1. ## Finding the actual velocity

An airplane flying at 500 km/h NW encounters a wind of 120 km/h blowing in the direction W25°S. Determine the actual velocity (ground velocity) of the plane.

Not sure If I got the right answer or not could someone look over it? https://imgur.com/a/RnzHt

Just in case you can't see my answer I wrote 394.51 km/h N32°W

2. ## Re: Finding the actual velocity

Air vector + wind vector = ground vector

Using the method of components ...

$A_x + W_x = G_x$

$500\cos(135)+120\cos(205)=G_x \approx -462.31$

$A_y + W_y = G_y$

$500\sin(135)+120\sin(205)=G_y \approx 302.84$

$|G| = \sqrt{G_x^2 + G_y^2} \approx 553 \, km/hr$

$\theta = 180+\arctan\left(\dfrac{G_y}{G_x}\right) \approx 147^\circ$ relative to the positive x-axis ...

$N \, 57^\circ \, W$ or $W \, 33^\circ \, N$, or (in real air navigation terns) on a track of $303^\circ$ relative to true North

3. ## Re: Finding the actual velocity

Thanks for the reply, but how are you finding the degrees 135 and 295 when only W25°S and NW are given?

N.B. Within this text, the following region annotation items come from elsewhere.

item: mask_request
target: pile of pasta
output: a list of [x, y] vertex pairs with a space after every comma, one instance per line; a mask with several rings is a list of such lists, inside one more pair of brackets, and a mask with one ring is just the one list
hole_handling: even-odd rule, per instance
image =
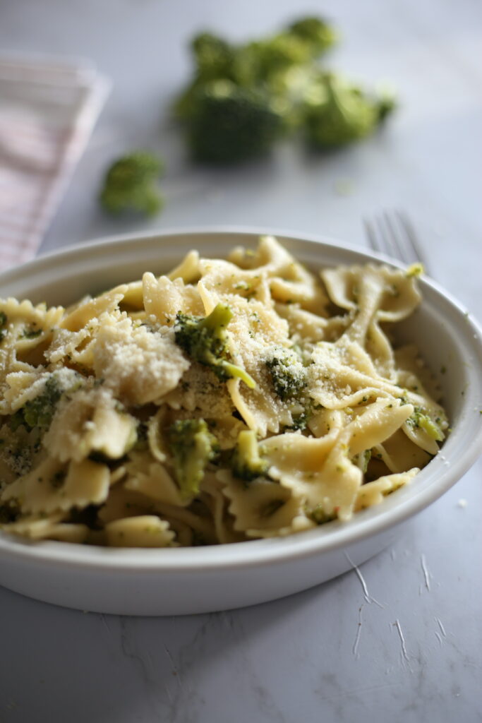
[[[265, 236], [227, 260], [191, 251], [171, 273], [66, 309], [0, 301], [1, 529], [116, 547], [212, 544], [380, 503], [436, 454], [447, 427], [417, 350], [391, 341], [420, 301], [416, 275], [371, 265], [312, 273]], [[220, 304], [244, 377], [223, 378], [178, 343], [180, 318], [195, 323]], [[287, 358], [296, 392], [275, 383], [273, 360]], [[216, 449], [187, 491], [167, 432], [186, 420], [203, 420]], [[257, 476], [232, 464], [247, 431]]]

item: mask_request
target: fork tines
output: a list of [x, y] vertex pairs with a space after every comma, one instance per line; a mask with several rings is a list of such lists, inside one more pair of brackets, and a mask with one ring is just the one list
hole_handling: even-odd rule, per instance
[[405, 264], [421, 262], [427, 270], [418, 236], [404, 211], [384, 211], [373, 221], [366, 220], [364, 226], [374, 251], [400, 259]]

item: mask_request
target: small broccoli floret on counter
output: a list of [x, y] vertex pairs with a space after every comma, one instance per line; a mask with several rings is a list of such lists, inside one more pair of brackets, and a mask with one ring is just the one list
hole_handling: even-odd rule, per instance
[[106, 174], [100, 204], [111, 213], [135, 211], [154, 215], [163, 205], [156, 184], [162, 169], [160, 161], [146, 151], [119, 158]]
[[195, 71], [192, 82], [174, 103], [175, 115], [189, 120], [196, 111], [199, 96], [205, 85], [213, 80], [234, 80], [236, 51], [222, 38], [202, 33], [191, 41]]
[[265, 476], [268, 467], [267, 461], [259, 454], [256, 434], [251, 430], [240, 432], [231, 457], [233, 476], [250, 482], [257, 477]]
[[219, 453], [218, 440], [204, 419], [175, 422], [166, 437], [182, 497], [187, 499], [197, 495], [206, 466]]
[[298, 355], [283, 347], [266, 359], [275, 391], [280, 399], [293, 399], [306, 384], [306, 370]]
[[193, 38], [191, 48], [198, 80], [216, 80], [232, 77], [236, 51], [222, 38], [212, 33], [201, 33]]
[[320, 74], [306, 100], [304, 124], [315, 147], [345, 145], [374, 132], [395, 107], [332, 74]]
[[331, 25], [319, 17], [301, 18], [289, 26], [288, 32], [309, 44], [315, 56], [331, 48], [337, 38]]
[[238, 377], [254, 389], [256, 382], [247, 372], [229, 361], [226, 327], [232, 317], [231, 309], [224, 304], [218, 304], [204, 318], [180, 312], [174, 325], [176, 343], [188, 356], [209, 367], [220, 379]]
[[193, 99], [188, 136], [196, 160], [226, 164], [267, 153], [281, 127], [281, 117], [267, 98], [229, 80], [217, 80]]

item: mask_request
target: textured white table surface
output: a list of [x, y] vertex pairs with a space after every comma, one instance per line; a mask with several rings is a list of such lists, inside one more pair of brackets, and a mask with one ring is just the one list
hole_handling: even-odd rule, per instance
[[[343, 31], [334, 67], [397, 86], [386, 131], [329, 158], [286, 147], [242, 171], [190, 167], [167, 120], [188, 38], [209, 27], [241, 40], [300, 9]], [[43, 250], [139, 228], [106, 218], [95, 197], [109, 160], [147, 146], [166, 160], [166, 205], [142, 228], [274, 226], [361, 245], [362, 217], [401, 206], [433, 275], [480, 319], [481, 33], [470, 0], [1, 0], [1, 49], [90, 57], [114, 82]], [[351, 193], [340, 196], [345, 181]], [[82, 613], [0, 589], [0, 721], [481, 720], [481, 473], [479, 462], [363, 565], [379, 605], [355, 572], [184, 618]]]

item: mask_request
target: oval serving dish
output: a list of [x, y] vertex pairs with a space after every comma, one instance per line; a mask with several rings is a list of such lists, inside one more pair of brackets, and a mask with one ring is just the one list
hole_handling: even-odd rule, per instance
[[[223, 257], [256, 246], [262, 231], [206, 230], [129, 235], [71, 247], [0, 275], [1, 296], [66, 306], [144, 271], [160, 274], [191, 249]], [[296, 257], [324, 266], [387, 261], [334, 241], [275, 234]], [[396, 262], [395, 265], [397, 265]], [[30, 542], [0, 533], [0, 584], [46, 602], [106, 613], [187, 615], [241, 607], [324, 582], [389, 544], [400, 525], [468, 469], [482, 449], [482, 331], [466, 310], [422, 278], [421, 305], [400, 325], [441, 378], [452, 431], [413, 483], [348, 522], [284, 538], [194, 548], [116, 549]]]

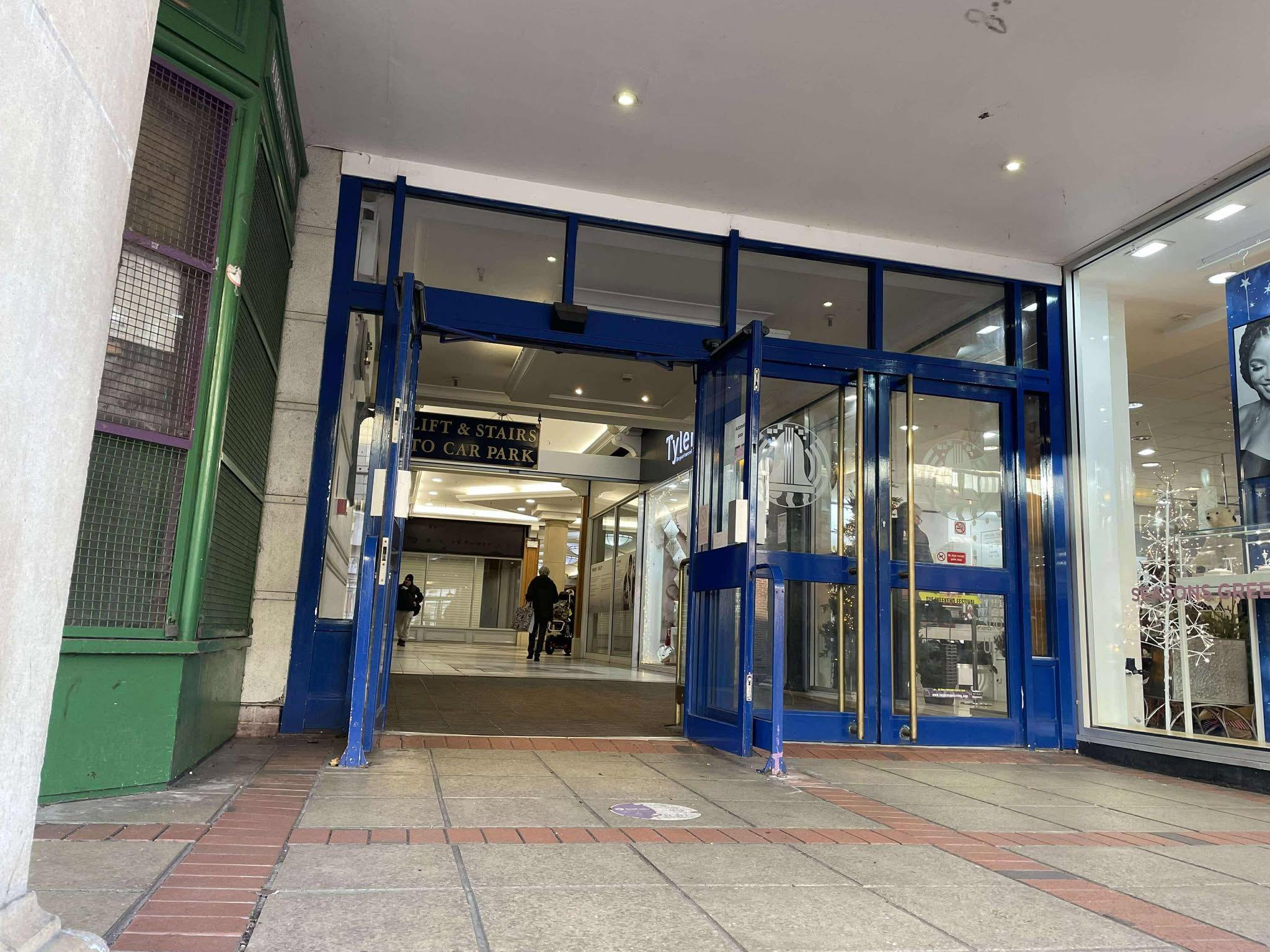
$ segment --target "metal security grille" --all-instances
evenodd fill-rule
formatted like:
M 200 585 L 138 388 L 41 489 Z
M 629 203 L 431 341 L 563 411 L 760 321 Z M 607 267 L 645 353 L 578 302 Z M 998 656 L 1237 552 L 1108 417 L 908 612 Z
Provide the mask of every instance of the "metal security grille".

4. ## Re: Finding the actual velocity

Originally Posted by Tyler010
Thanks for the reply, but how are you finding the degrees 135 and 295 when only W25°S and NW are given?
135 degrees and 205 degrees relative to the positive x-axis so that a calculator may be used to add the vector components

make a sketch of on a set of coordinate axes ...

5. ## Re: Finding the actual velocity

Ohhh, I drew mine like that but I thought the question had to say bearing in it so you could do it like that. An example question we were given it was solved like this, https://imgur.com/a/HAp3T the difference is that they give two degrees N60E and E20S.

Edit: Also, doesn't the bearing start clock-wise and not counter clockwise?

6. ## Re: Finding the actual velocity

The word “bearing” normally uses North as the starting axis with angle rotation in a clockwise direction.

N60E means to start on the North axis and rotate 60 degrees toward the East axis.

E20S means to start on the East axis and rotate 20 degrees toward the South axis.

In your initial problem, W25S means to start on the West axis and rotate 25 degrees toward the South axis.

All of these directions have to be converted to directions relative to the positive x-axis (East) in a counter-clockwise direction to conform to the reference used by a math scientific calculator.